The idea of database caching is to disburden the backend by using a number of frontend or cache database servers (caches). These caches, placed close to the application servers, hold frequently used subsets of the backend database which enable the caches to answer queries without accessing the backend. In our ACCache project (Adaptive Contraint-based Cache), we implement a full featured constraint-based cache with importend improvements to recent database cache technologies.
Research - Questions and Details
- Specification
- How can the cached portions of the backend database be specified?
- Predicates and their extensions seem to provide a very abstract view on the ‘objects’ being cached. Which kinds of such predicates can be handled (more easily than others) and how? How are their possibly overlapping extensions stored and maintained efficiently?
- How can approaches such as DBCache or DBProxy be improved, possibly be combined, or be embedded into an overall database caching model?
- Query Processing
- How can we decide which queries or which parts of a query we are able to answer by using the cache contents?
- How can queries be rewritten such that they can be evaluated in a distributed manner among backend and frontend?
- Adaptation
- How do we choose predicates whose extensions are worth caching?
- If the cache contents are to be dynamically adapted to changing workloads, which strategy is appropriate? Which underlying principle of locality can be exploited?
- How do we know that the maintenance of a given predicate extension in the cache is no longer useful? (There is a cost with every cached predicate extension if we require its freshness.)
- Updates
- What about updates occurring in the backend or being initiated by the application through the frontend?

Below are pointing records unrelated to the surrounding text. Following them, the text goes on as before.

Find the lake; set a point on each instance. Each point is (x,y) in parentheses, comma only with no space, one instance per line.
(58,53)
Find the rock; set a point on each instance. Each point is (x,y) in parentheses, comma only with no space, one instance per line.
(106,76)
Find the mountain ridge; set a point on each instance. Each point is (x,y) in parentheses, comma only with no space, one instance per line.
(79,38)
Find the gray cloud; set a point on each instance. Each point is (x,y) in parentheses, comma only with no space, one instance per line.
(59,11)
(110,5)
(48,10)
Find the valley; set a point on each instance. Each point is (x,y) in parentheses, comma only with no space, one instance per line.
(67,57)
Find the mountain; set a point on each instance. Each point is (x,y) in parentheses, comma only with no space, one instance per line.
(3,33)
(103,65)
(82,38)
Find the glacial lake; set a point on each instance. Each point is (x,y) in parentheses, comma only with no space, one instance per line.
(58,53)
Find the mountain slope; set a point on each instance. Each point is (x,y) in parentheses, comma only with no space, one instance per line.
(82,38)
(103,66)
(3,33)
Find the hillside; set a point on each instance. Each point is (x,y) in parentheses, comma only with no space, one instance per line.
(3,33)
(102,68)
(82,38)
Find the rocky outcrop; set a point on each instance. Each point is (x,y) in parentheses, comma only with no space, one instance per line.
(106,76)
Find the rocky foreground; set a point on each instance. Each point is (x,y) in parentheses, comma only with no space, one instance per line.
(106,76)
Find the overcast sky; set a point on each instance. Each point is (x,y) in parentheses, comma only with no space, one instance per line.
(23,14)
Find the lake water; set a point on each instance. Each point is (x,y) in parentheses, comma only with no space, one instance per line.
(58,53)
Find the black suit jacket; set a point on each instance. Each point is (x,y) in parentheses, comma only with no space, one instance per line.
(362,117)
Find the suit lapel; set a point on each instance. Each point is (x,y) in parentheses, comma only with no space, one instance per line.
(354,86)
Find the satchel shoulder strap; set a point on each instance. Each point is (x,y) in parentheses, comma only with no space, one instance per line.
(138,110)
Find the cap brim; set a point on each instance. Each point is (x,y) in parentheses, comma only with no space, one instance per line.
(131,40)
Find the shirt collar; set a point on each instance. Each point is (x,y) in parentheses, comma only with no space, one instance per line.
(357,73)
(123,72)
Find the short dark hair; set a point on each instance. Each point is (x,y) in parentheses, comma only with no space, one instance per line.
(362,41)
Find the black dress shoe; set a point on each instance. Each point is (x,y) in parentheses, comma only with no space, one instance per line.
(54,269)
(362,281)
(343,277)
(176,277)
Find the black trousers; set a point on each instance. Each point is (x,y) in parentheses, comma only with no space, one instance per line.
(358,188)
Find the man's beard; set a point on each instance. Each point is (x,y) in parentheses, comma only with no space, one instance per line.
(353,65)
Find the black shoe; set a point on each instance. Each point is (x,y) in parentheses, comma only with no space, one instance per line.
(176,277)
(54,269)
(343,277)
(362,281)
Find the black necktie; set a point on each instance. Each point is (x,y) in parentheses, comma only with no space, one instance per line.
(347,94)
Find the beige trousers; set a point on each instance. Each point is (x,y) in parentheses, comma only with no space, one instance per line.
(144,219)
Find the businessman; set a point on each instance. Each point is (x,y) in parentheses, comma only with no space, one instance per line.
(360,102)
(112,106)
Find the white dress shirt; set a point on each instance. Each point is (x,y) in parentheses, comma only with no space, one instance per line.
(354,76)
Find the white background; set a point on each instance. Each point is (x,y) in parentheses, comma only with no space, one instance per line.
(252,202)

- Updates to the backend have to be propagated to all frontends. When should this happen? When must this have happened in order to provide reasonable modes of consistency and freshness (to be defined)?
- Is it possible to specify some time interval δ that limits the age of a database view exposed at the frontend?
- Is it possible for different ‘freshness spheres’ to exist side by side?
- Having in mind the goal of disburdening the backend: Can updates be applied within a transaction only to the cache and be propagated to the backend after transaction commit?
- Which levels of isolation can be achieved, which ones can be tolerated?
- Similarly, what about transactional semantics in general? Is caching worthwhile or even possible if ACID must strictly be ensured? (What update/read ratio is acceptable before caching does not pay anymore?)
- Distribution
- Is it possible to exchange data directly between multiple frontends in a P2P-like fashion?
- Might database caching play a role in a forthcoming data grid?